From a religious perspective it shows how God’s Creation evolved into God’s Image, including such concepts as morality, ethics, language while from an Atheistic perspective the addition of a God may be argued to be superfluous.

And yet, there are still some who argue that Darwinian theory should be rejected as it is incompatible with religious faith and leads to such evils as social Darwinism, eugenics and other societal evils (West, Wiker, Dembski). Would it not be ironic if it turns out that these evils where the outcome of God’s Creation, providing us with free will?

Perhaps, that may be what causes creationists most concern, the realization that in the end, we are personally responsible for our own actions, even though we believe they are based on solid scientific or religious foundations.
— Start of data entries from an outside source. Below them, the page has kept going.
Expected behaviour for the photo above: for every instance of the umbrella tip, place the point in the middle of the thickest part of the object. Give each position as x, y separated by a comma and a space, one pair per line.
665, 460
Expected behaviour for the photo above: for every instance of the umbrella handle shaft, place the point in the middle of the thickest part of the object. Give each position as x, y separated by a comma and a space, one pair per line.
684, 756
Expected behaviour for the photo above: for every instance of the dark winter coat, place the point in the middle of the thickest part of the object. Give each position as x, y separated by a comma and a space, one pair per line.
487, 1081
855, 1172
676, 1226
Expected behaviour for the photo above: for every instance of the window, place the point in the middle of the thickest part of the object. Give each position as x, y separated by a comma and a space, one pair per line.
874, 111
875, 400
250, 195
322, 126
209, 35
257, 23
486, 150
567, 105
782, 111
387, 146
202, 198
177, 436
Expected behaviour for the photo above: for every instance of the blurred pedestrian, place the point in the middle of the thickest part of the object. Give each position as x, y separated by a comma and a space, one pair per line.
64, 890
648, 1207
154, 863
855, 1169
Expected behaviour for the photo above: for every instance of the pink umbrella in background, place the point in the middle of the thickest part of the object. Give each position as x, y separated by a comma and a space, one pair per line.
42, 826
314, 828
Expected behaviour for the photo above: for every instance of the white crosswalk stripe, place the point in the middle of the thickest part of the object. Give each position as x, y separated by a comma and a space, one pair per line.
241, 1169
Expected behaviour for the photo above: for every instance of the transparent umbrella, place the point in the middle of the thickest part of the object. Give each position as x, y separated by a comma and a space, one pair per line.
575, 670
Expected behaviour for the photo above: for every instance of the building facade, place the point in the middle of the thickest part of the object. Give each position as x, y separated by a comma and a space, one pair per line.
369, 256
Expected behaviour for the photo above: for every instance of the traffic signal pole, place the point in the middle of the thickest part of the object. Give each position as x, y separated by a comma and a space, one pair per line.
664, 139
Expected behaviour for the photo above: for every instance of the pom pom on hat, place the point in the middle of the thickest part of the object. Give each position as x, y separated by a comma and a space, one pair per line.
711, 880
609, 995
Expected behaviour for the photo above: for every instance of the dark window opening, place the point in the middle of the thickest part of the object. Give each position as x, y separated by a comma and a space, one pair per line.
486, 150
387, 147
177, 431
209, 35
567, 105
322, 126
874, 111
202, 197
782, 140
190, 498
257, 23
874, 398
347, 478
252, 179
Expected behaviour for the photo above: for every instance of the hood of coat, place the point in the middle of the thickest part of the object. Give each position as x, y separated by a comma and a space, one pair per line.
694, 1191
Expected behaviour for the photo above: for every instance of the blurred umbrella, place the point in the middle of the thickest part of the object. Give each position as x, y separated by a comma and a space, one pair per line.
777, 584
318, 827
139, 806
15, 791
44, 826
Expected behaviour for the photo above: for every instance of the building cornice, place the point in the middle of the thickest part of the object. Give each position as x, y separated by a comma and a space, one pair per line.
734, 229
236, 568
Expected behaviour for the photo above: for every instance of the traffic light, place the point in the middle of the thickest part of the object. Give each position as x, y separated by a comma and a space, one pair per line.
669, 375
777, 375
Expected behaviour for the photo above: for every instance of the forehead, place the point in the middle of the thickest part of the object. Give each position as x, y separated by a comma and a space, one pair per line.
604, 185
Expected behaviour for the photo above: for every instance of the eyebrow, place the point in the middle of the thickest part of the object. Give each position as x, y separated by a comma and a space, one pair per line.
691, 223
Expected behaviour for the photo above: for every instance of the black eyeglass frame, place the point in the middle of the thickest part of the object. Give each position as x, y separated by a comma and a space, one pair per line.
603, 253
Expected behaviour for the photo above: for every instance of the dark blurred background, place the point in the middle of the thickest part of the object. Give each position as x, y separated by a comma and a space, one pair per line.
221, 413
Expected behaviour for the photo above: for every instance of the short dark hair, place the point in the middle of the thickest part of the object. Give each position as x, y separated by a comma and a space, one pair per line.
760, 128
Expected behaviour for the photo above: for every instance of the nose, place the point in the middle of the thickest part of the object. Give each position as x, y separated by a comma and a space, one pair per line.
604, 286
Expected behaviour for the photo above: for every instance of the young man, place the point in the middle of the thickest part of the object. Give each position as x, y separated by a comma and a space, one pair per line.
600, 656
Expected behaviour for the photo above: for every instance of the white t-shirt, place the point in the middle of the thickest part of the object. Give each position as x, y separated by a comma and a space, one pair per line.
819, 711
Postscript: Intelligent Design may have caused significant damage to Christian faith as well as enabled atheists to make a powerful attack on religion by insisting that Darwinian theory is not just flawed by at odds with religious faith. In addition, ID made pseudo-scientific claims that science could actually provide evidence of ‘design’ where these concepts were sufficiently vague to confuse both opponents and proponents of these ideas. In response, countless scientists have spoken out against these scientifically vacuous concepts and many atheists have taken the opportunity to present not only the vacuity of intelligent design but powerful explanations why, in a scenario of either Darwinian theory or ID, ID may have to be abandoned. In fact, it seems to me that ID has presented the most powerful weapons of its own destruction to its worst enemies, and I am not talking about science here but about the christian faith.